Y así fue como se encontró rezando en ese baño diminuto por ella, su familia y también por los asesinos. Esto fue la puerta de entrada al perdón, que en sus inicios era sólo un deseo, no un sentimiento. Pero, lentamente pudo reconocer la ceguera en la que estaban sumergidos los hutus, que no solo odiaban a los tutsis, sino que se odiaban a sí mismos. En su libro, Sobrevivir para contarlo, dice que un día, después de mucho rezar, finalmente sintió misericordia por ellos. Con la conciencia más tranquila, por primera vez durmió en paz. Se aferró a esa experiencia nueva y no la soltó más.
“Durante el genocidio nadie me encontró, pero yo logré encontrarme a mí misma”. Y eso la cambió para siempre. El odio que corría por sus venas se fue transformando lentamente en una ofrenda de amor y perdón que hoy quiere compartir con el mundo.

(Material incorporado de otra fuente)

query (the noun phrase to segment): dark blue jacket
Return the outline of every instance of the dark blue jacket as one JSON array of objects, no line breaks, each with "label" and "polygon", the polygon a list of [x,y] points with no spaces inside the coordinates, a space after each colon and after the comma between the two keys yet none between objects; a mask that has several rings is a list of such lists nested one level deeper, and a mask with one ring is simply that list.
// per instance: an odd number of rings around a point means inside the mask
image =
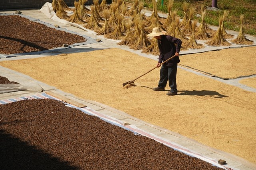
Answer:
[{"label": "dark blue jacket", "polygon": [[[160,54],[158,62],[161,63],[175,55],[176,52],[179,52],[181,47],[181,40],[170,35],[162,35],[161,39],[158,40],[158,47]],[[176,44],[176,45],[175,44]],[[167,66],[177,65],[180,62],[177,56],[165,63]]]}]

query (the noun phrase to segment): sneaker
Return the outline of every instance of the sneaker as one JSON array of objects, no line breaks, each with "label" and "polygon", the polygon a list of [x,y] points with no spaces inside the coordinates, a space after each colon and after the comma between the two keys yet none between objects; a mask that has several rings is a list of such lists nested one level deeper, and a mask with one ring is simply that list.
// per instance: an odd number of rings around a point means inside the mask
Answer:
[{"label": "sneaker", "polygon": [[167,95],[167,96],[175,96],[175,95],[178,95],[178,93],[173,93],[169,91],[166,93],[166,95]]},{"label": "sneaker", "polygon": [[163,87],[161,87],[159,86],[157,86],[157,87],[154,87],[153,89],[153,90],[155,91],[164,91],[165,88]]}]

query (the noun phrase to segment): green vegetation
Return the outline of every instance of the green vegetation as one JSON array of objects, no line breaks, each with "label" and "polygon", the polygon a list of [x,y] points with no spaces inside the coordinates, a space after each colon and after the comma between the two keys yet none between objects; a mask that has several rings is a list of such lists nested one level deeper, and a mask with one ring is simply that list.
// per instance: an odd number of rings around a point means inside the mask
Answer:
[{"label": "green vegetation", "polygon": [[[142,0],[145,3],[145,6],[149,10],[152,10],[152,0]],[[134,0],[125,0],[129,3],[133,3]],[[158,0],[157,8],[159,12],[168,12],[167,4],[168,0],[164,0],[164,5],[162,6],[162,0]],[[174,0],[174,3],[172,10],[176,10],[178,15],[183,18],[184,12],[182,8],[183,2],[182,0]],[[201,14],[200,6],[204,4],[204,8],[212,7],[212,0],[185,0],[189,2],[190,6],[196,7],[196,14]],[[239,31],[240,28],[240,15],[244,15],[243,25],[244,28],[244,33],[253,35],[256,35],[256,1],[255,0],[218,0],[217,8],[219,10],[207,10],[205,16],[205,21],[208,24],[218,26],[218,19],[220,16],[222,16],[224,10],[230,11],[229,15],[224,22],[226,29]],[[194,19],[196,19],[200,21],[200,17],[195,16]]]}]

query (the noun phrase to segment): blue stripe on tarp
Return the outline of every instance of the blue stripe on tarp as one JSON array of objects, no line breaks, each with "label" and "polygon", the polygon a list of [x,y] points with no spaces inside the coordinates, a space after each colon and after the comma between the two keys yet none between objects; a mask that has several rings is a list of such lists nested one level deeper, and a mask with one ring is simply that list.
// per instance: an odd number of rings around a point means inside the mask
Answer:
[{"label": "blue stripe on tarp", "polygon": [[4,101],[2,100],[0,100],[0,103],[2,104],[5,104],[8,103],[6,103],[6,102],[4,102]]},{"label": "blue stripe on tarp", "polygon": [[16,100],[16,99],[8,99],[8,100],[10,100],[11,101],[12,101],[13,102],[16,102],[16,101],[18,101],[17,100]]}]

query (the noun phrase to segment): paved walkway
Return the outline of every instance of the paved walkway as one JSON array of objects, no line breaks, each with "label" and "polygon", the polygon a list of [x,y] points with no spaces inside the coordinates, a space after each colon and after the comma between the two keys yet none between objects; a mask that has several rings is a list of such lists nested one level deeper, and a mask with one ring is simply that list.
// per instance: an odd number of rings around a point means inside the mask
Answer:
[{"label": "paved walkway", "polygon": [[[78,28],[55,21],[47,17],[45,15],[38,10],[20,11],[22,12],[22,14],[24,15],[28,16],[36,19],[40,19],[42,21],[53,25],[58,25],[61,28],[65,28],[67,30],[91,37],[92,39],[95,39],[95,40],[101,39],[102,40],[102,42],[73,46],[71,48],[62,48],[58,50],[58,51],[49,51],[41,54],[35,54],[32,55],[26,55],[20,56],[18,56],[12,58],[0,58],[0,61],[40,57],[46,56],[54,55],[56,53],[59,54],[60,53],[67,54],[79,52],[90,51],[110,48],[119,48],[134,52],[141,56],[149,58],[156,60],[157,60],[157,57],[156,57],[155,56],[141,53],[141,50],[133,50],[129,49],[128,47],[125,46],[118,46],[117,44],[120,41],[107,39],[103,36],[96,36],[93,33],[90,33],[89,32],[86,32]],[[0,11],[0,13],[11,14],[15,13],[15,11]],[[181,68],[184,69],[188,71],[192,71],[198,74],[199,74],[202,76],[208,76],[207,75],[187,68],[183,68],[181,67],[179,67]],[[59,97],[63,98],[62,99],[65,100],[68,100],[69,102],[71,104],[73,102],[75,104],[77,104],[77,104],[80,104],[81,105],[87,106],[101,113],[117,119],[123,121],[124,123],[136,126],[138,128],[143,130],[152,133],[160,137],[166,139],[170,141],[174,142],[202,155],[212,158],[215,158],[217,162],[218,162],[218,160],[219,159],[225,160],[226,162],[225,166],[227,167],[231,167],[234,169],[242,170],[256,170],[256,165],[248,162],[240,157],[198,143],[194,140],[182,136],[178,133],[164,129],[161,127],[151,124],[142,120],[140,120],[136,118],[131,116],[125,113],[117,110],[114,108],[111,108],[103,104],[99,103],[94,101],[79,99],[71,94],[64,93],[56,89],[54,87],[50,86],[47,84],[33,79],[26,75],[2,67],[0,67],[0,73],[1,73],[0,75],[4,75],[4,77],[8,78],[9,80],[16,78],[17,79],[20,80],[21,81],[26,82],[30,85],[32,85],[40,86],[44,90],[44,93],[55,94],[57,95],[56,98],[58,98],[57,96]],[[209,77],[210,77],[210,76]],[[218,78],[216,77],[211,77],[211,78],[222,81],[222,82],[224,83],[228,83],[233,85],[238,86],[240,88],[243,88],[247,90],[256,93],[256,89],[255,89],[244,86],[240,84],[238,84],[238,83],[237,83],[238,82],[238,81],[236,81],[234,80],[232,81],[227,81],[226,80],[224,81],[220,79],[218,79]],[[31,92],[28,91],[23,91],[4,93],[0,94],[0,100],[4,99],[12,99],[17,97],[36,95],[41,94],[41,93],[42,92]]]}]

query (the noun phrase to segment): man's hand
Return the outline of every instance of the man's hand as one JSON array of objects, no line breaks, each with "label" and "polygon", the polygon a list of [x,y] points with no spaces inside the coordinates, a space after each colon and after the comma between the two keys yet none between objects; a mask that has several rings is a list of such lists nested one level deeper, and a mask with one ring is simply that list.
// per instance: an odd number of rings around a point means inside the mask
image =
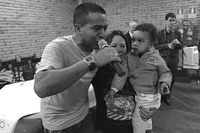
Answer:
[{"label": "man's hand", "polygon": [[110,98],[113,98],[114,95],[115,95],[115,91],[113,89],[110,89],[105,97],[110,99]]},{"label": "man's hand", "polygon": [[160,85],[160,93],[162,95],[170,94],[169,86],[167,83],[163,82]]},{"label": "man's hand", "polygon": [[174,39],[172,42],[171,42],[171,44],[181,44],[180,42],[179,42],[179,40],[178,39]]},{"label": "man's hand", "polygon": [[172,43],[168,43],[168,48],[174,49],[174,45]]},{"label": "man's hand", "polygon": [[93,55],[97,67],[101,67],[112,61],[121,61],[118,51],[113,47],[106,47]]},{"label": "man's hand", "polygon": [[147,108],[144,108],[143,106],[140,106],[139,109],[140,109],[139,113],[143,121],[149,120],[157,111],[156,108],[147,109]]}]

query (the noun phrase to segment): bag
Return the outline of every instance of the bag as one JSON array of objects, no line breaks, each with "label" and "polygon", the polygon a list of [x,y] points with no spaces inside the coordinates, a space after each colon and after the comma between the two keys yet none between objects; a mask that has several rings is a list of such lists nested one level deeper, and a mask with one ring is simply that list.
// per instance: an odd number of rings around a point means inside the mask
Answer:
[{"label": "bag", "polygon": [[135,108],[132,95],[115,94],[113,98],[105,99],[107,118],[111,120],[131,120]]}]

En los momentos más arduos se aferró a personas como Mandela, Gandhi o la Madre Teresa, a quienes admira porque, pese a haber sufrido injusticias, respondieron con gestos de paz y solidaridad. Y subraya que hay que amar, aunque cueste y duela. Que el perdón es posible; que no es un favor que uno hace a otro, sino que uno se hace a sí mismo. Pues da libertad al corazón. Immaculée ha recorrido el mundo entero regalando su testimonio. Porque cree que necesitamos de muchos actos de perdón para avanzar hacia la paz. Pero no deja de insistir: “Hay que empezar por uno. Pacificar primero el propio corazón”.